Future turf managers event prepares students for successful future
Earlier this month Jacobsen hosted more than 20 college seniors from top turfgrass programs around the world as part of its annual Future Turf Managers event.
The annual event gives students a unique opportunity to experience professional turfgrass management at the highest level. During the 3-day event, students visit with top sports field managers and golf course superintendents, hear leading-edge presentations from top universities and get an insider’s look at Jacobsen’s turf maintenance equipment.
Attendees must be recommended by directors or professors at turfgrass programs. Students were selected from more than 20 colleges and universities, including Penn State University, Texas A&M University, Mississippi State University, Iowa State University and North Dakota State University. The group also included an international student from Myerscough College in Lancashire, England.

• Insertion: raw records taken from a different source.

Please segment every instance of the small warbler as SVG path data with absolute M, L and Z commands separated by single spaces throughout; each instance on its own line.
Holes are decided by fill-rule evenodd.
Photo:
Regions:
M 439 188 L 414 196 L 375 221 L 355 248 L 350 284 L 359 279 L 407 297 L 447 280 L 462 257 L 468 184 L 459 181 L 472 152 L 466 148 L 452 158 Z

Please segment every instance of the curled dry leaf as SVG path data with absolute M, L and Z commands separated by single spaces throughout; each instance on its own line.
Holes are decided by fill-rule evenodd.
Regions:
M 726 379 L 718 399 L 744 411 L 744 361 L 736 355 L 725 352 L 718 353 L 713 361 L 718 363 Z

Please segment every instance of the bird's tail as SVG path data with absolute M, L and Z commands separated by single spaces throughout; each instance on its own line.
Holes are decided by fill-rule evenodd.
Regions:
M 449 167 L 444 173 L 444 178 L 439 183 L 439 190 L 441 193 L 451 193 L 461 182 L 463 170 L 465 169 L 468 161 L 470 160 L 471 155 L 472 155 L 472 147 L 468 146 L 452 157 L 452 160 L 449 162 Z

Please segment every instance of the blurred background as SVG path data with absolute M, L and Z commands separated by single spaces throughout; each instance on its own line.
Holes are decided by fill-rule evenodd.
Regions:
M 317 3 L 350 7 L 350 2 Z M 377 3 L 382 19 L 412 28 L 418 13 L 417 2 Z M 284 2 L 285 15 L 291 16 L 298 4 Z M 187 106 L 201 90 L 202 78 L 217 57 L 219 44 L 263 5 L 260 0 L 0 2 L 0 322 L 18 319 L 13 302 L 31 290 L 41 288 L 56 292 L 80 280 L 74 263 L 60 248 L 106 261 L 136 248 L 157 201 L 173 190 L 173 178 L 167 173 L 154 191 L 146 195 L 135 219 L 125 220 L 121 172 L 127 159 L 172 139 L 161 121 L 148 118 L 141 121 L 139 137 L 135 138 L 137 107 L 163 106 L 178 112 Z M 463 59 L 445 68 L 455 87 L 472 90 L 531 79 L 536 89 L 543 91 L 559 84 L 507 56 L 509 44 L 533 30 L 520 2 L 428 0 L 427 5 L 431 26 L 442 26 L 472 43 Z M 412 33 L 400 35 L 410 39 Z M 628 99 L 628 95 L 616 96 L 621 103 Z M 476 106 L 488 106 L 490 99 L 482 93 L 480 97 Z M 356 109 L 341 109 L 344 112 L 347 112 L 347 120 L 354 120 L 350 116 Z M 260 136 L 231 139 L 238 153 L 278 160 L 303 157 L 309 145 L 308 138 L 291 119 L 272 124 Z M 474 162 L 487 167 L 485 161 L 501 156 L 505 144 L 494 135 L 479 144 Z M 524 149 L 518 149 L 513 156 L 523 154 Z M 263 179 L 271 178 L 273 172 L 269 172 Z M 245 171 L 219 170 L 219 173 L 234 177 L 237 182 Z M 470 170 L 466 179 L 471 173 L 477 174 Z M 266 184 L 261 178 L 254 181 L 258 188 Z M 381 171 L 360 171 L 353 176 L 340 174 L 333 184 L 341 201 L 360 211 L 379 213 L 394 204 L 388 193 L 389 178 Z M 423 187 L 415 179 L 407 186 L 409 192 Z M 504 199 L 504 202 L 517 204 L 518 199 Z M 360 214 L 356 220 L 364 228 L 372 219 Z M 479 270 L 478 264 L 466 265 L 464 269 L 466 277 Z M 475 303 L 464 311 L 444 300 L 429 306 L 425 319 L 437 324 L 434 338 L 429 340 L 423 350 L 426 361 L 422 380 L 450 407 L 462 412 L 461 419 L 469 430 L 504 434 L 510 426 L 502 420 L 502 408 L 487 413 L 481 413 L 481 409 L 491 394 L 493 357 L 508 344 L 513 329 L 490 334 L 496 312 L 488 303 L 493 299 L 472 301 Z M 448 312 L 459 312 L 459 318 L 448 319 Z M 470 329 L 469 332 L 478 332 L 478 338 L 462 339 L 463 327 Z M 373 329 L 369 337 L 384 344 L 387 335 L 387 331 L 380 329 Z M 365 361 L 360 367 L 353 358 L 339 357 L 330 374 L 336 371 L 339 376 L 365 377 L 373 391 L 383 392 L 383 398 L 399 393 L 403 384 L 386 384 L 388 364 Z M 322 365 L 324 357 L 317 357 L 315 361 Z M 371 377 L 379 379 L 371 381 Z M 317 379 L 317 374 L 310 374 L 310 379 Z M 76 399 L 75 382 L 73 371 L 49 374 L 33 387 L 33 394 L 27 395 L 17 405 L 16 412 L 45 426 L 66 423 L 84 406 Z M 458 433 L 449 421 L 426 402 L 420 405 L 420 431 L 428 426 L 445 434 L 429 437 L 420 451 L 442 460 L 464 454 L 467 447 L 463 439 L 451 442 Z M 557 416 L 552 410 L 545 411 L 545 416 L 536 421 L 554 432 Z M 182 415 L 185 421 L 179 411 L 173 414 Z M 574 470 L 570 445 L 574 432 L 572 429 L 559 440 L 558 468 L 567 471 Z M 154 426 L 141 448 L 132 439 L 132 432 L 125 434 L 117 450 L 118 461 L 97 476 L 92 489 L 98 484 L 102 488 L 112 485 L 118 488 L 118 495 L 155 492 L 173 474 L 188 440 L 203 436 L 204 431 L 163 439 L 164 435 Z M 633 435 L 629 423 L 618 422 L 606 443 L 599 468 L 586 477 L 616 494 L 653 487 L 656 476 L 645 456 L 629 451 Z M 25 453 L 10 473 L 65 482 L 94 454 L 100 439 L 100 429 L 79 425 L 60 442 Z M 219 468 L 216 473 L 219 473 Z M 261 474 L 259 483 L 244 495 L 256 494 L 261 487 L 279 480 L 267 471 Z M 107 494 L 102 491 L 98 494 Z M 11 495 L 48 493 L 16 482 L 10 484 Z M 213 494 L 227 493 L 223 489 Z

Jacobsen University hosted several educational sessions, which included a presentation from Abby McNeal, CSFM, Director of Turf Management at Wake Forest University. McNeal gave the group an overview of the Sports Turf Managers Association and shared some advice about ongoing training and player expectations.
“I’ve always been told not to be afraid to take the ground balls,” said McNeal. “Take basic courses to keep your skills sharp like fertilizer calculation or machine calibration. It’s amazing how much you forget over the years.
“Joe DiMaggio once said that every game there could be a kid who’s seeing him for the first or last time and he owed it to them to give his best,” McNeal told the group. “It’s the same with our profession: every game you prepare for is the most important of the season, whether its Pop Warner football or an NFL playoff game.”
The group also heard from Dr. Jim Brosnan of the University of Tennessee, who gave a presentation on herbicide resistance. Research has shown that herbicide resistance is being perpetuated by turf managers who use the same modes of action, year after year.
“Some of the guys I talk to out there are using the same herbicides in the same way for years,” Brosnan told the group. “And they wonder why their grass is resistant to herbicide. The key is rotating your modes of action to avoid resistance.”
One of the highlights of the week included a visit to the University of South Carolina (USC), home of the back-to-back College World Series champions in NCAA Division I men’s baseball. USC Sports Turf Manager Clark Cox gave students an exclusive look behind-the-scenes at the school’s state-of-the-art sports complex. Cox also shared his experiences and challenges of managing turfgrass in the transition zone.
Reflecting on the event, students said their experiences will better prepare them for their job search and future careers.
“This event made me more confident about finding a job and better prepared for the work that lies ahead,” said Robert Glenn, graduating senior at Mississippi State University. “Plus, the fact that I have contacts at two upper echelon sports facilities extends my networking reach even further.”
It was also encouraging is how positive the recent graduates are about job opportunities.
“I’m not really worried about getting a job,” said Derek Christensen, graduating senior at North Dakota State University. “The last 3 years, all the turfgrass graduates from our school found jobs right away. I think this week has put me in a great mindset to begin my job search.”